The researchers reasoned as follows: if violent video games impair players’ empathy, these scans should reveal differences in brain networks associated with empathy. That is: gamers and non-gamers would respond similarly to the men carrying the cabinet, but the gamers would not respond with as much empathy as the non-gamers to the sight of human suffering. After all, in this hypothesis, the gamers would have been desensitized to human pain, and so would not have as strong an empathetic response.

How much difference did they find?

One Conclusion, and One More

No difference. Gamers and non-gamers were equally empathetic–and non-empathetic–when they looked at these images.

So: when these researchers answer this version of this question using these tools, they get this answer.

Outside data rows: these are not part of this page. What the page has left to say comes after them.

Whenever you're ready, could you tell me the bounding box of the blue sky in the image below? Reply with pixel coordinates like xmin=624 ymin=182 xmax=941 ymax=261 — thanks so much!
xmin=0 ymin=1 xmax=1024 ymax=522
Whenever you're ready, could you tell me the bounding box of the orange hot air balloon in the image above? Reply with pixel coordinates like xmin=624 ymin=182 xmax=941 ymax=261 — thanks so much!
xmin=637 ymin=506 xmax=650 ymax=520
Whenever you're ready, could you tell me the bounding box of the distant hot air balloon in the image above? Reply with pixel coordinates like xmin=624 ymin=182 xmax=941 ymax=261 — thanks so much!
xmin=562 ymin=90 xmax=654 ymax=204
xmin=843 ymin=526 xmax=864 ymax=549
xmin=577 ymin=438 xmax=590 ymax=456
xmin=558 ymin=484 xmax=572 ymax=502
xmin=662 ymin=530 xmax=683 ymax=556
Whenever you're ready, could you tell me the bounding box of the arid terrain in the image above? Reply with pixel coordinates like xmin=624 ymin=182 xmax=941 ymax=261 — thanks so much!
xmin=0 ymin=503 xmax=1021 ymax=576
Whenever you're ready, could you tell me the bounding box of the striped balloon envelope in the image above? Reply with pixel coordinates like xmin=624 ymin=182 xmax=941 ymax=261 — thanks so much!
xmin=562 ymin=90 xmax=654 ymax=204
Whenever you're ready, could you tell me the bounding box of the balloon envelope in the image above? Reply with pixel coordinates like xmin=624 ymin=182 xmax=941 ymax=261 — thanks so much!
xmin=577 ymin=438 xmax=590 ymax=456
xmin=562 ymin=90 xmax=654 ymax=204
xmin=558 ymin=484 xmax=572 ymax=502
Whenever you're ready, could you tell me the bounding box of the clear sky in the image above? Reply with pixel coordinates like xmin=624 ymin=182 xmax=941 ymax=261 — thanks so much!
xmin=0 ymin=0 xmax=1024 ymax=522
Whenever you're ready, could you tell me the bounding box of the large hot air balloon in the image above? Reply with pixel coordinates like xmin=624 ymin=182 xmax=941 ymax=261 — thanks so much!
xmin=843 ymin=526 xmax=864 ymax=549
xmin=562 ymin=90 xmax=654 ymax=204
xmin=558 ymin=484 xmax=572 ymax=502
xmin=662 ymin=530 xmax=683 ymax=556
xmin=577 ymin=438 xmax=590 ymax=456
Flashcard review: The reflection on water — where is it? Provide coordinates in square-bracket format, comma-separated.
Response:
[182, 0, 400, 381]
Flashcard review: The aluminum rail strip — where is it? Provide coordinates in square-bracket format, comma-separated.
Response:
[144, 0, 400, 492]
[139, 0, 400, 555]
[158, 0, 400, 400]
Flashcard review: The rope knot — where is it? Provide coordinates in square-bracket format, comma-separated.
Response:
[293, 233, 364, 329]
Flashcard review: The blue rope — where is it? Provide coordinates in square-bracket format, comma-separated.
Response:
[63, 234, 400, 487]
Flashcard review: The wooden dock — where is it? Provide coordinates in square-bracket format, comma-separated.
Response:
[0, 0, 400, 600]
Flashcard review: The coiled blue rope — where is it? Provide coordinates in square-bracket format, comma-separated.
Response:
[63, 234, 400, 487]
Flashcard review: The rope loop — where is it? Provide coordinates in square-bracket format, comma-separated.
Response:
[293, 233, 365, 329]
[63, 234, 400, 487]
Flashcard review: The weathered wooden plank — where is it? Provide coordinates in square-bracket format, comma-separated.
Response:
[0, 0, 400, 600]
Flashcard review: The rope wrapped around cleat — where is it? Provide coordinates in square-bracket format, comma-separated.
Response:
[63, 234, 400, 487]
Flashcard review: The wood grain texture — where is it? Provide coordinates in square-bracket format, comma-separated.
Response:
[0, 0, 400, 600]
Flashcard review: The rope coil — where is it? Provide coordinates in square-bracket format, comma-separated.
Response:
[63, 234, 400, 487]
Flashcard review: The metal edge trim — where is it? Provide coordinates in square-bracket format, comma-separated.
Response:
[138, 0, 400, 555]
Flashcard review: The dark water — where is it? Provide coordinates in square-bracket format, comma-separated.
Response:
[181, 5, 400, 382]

However: when these researchers answer this version of the question using metanalysis, they get a radically different answer:

The evidence strongly suggests that exposure to violent video games is a causal risk factor for increased aggressive behavior, aggressive cognition, and aggressive affect and for decreased empathy and prosocial behavior.

The Takeaway

I hope this entry does NOT persuade you that video games do, or don’t, reduce empathy.

I hope, instead, to persuade you that it’s hard to answer that question once and for all. We have many ways to ask, and many tools with which to answer, such a question. Only by asking (and asking and asking), and then by looking for converging answers, can we start to move towards a conclusion.